Why UTF-8 doesn't compress anything

I was watching 3Blue1Brown's video on information theory when this hit me: the formula for information content is $-\log_2(p)$ . So if every character in UTF-8 takes exactly 8 bits, we're treating every character as equally likely — and that means we're getting nothing back from the compression standpoint.

Let me work through it.

UTF-8 uses 1 byte (8 bits) for basic English characters. 8 bits encodes $2^8 = 256$ possible values. If we say each of those 256 characters appears with equal probability, then the probability of any one character is $\frac{1}{256}$ .

The information content per character:

$I = -\log_2\left(\frac{1}{256}\right) = 8 \text{ bits}$

The math matches the architecture exactly. When you assume a uniform distribution, every character carries exactly 8 bits of information, so you need exactly 8 bits of storage.

But English isn't uniform. The letter E shows up about 12.7% of the time, the letter Z about 0.07%. Their actual information content:

E: $-\log_2(0.127) \approx 2.97$ bits
Z: $-\log_2(0.0007) \approx 10.48$ bits

UTF-8 gives E 8 bits of space even though it only carries ~3 bits of actual information. That's the waste. Real compression algorithms (Huffman codes, arithmetic coding, what ZIP does) abandon fixed lengths — they give common letters short codes and rare letters long codes. The average drops from 8 bits/character to roughly 4–5 bits/character, which is around the true entropy of English.

The insight: uniform encoding is a worst-case strategy disguised as a neutral choice.
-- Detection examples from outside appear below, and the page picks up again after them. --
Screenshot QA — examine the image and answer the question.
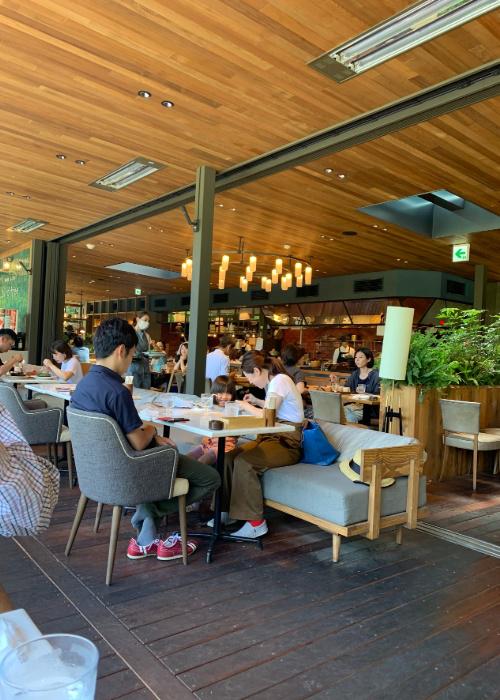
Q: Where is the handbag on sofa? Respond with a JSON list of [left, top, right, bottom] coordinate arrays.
[[302, 421, 340, 467]]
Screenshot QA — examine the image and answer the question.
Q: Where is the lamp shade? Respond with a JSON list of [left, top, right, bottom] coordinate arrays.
[[379, 306, 415, 380]]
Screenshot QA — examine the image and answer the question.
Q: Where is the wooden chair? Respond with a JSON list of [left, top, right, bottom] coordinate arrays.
[[65, 406, 189, 586], [439, 399, 500, 491]]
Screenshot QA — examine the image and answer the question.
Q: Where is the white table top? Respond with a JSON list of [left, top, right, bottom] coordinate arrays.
[[0, 374, 60, 389]]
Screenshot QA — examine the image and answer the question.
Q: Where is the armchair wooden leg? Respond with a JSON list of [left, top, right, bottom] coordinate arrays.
[[64, 493, 89, 557], [396, 525, 403, 544], [178, 496, 187, 566], [472, 443, 477, 491], [439, 445, 450, 481], [332, 535, 342, 562], [106, 506, 123, 586], [66, 442, 74, 489], [94, 503, 103, 532]]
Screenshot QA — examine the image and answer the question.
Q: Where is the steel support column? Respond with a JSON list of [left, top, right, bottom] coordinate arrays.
[[186, 165, 215, 394]]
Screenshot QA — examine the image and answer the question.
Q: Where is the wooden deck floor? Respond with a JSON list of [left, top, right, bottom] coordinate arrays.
[[0, 489, 500, 700], [425, 476, 500, 545]]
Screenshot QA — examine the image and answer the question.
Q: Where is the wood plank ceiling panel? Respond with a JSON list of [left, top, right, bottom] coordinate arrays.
[[0, 0, 500, 295]]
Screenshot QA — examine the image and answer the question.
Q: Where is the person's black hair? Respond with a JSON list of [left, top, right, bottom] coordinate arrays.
[[210, 374, 236, 401], [241, 350, 287, 377], [94, 316, 137, 360], [50, 340, 73, 360], [281, 343, 304, 367], [354, 348, 375, 367], [0, 328, 17, 343]]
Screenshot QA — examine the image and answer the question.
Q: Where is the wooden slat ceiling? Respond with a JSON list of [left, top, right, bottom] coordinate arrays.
[[0, 0, 500, 298]]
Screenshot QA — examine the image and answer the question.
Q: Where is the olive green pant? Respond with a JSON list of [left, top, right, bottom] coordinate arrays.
[[222, 426, 302, 520]]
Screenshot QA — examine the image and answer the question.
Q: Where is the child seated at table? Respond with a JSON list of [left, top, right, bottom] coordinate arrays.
[[187, 374, 236, 464]]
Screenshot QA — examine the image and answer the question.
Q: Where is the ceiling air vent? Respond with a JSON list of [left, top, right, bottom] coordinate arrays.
[[89, 157, 165, 192], [7, 219, 48, 233], [354, 277, 384, 292], [250, 289, 269, 301], [446, 280, 465, 297], [295, 284, 319, 299]]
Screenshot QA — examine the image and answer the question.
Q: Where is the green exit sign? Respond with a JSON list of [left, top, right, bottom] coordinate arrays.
[[451, 243, 470, 262]]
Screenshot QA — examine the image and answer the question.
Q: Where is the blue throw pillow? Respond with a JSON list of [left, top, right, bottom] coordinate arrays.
[[302, 421, 340, 467]]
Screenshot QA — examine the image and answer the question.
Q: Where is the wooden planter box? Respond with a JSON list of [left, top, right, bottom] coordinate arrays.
[[379, 386, 500, 480]]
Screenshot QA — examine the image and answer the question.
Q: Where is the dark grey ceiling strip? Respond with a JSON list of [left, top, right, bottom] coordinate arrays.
[[54, 61, 500, 243]]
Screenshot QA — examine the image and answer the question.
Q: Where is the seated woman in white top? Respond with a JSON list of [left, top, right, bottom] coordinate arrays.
[[43, 340, 83, 384], [222, 352, 304, 538]]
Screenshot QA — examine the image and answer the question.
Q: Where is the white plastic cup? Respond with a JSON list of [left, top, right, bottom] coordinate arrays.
[[0, 634, 99, 700]]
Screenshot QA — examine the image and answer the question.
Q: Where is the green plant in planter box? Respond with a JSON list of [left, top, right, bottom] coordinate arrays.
[[438, 308, 500, 386], [405, 330, 458, 394]]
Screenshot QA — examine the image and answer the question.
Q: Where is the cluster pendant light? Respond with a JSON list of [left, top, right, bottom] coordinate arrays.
[[181, 239, 312, 293]]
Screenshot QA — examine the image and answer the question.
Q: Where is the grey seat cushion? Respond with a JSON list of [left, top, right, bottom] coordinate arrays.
[[262, 422, 426, 525]]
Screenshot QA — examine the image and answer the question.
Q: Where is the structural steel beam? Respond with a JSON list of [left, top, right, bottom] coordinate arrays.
[[186, 165, 215, 395], [54, 61, 500, 243]]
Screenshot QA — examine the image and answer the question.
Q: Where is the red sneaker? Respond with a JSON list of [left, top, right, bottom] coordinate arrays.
[[156, 532, 196, 561], [127, 537, 161, 559]]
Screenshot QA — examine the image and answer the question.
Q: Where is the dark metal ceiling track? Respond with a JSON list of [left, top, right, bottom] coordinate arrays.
[[54, 61, 500, 244]]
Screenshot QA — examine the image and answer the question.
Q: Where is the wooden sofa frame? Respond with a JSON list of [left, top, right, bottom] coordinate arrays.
[[264, 443, 425, 562]]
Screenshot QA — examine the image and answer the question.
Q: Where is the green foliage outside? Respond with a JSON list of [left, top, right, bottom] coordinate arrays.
[[382, 308, 500, 396]]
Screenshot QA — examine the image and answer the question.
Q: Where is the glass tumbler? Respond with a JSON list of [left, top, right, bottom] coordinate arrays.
[[0, 634, 99, 700]]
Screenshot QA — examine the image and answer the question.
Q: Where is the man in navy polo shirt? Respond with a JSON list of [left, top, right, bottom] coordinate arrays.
[[71, 317, 220, 560]]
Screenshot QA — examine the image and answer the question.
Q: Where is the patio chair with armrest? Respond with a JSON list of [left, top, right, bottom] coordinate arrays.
[[0, 383, 73, 488], [439, 399, 500, 491], [65, 406, 189, 586]]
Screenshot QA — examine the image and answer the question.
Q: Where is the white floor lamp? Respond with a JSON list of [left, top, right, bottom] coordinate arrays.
[[379, 306, 415, 435]]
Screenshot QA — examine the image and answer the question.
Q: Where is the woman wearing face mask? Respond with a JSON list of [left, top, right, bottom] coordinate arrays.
[[129, 311, 151, 389]]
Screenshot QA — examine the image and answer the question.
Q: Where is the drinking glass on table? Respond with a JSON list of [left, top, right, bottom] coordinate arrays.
[[200, 394, 214, 411], [0, 634, 99, 700]]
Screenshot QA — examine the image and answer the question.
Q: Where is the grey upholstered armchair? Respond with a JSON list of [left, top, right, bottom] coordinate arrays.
[[65, 405, 189, 586], [0, 382, 73, 488]]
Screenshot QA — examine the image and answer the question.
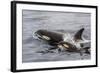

Treating everything as equally likely is mathematically the same as throwing away every prior you have about the data. UTF-8 isn't "uncompressed by accident" — it's provably uncompressed because of the assumption baked into its design.

This is why Shannon's entropy is the floor: it's the average bits per symbol you'd need under the true distribution. UTF-8 sits at 8. Real English sits at ~4–5. The gap is exactly the prior information UTF-8 is ignoring.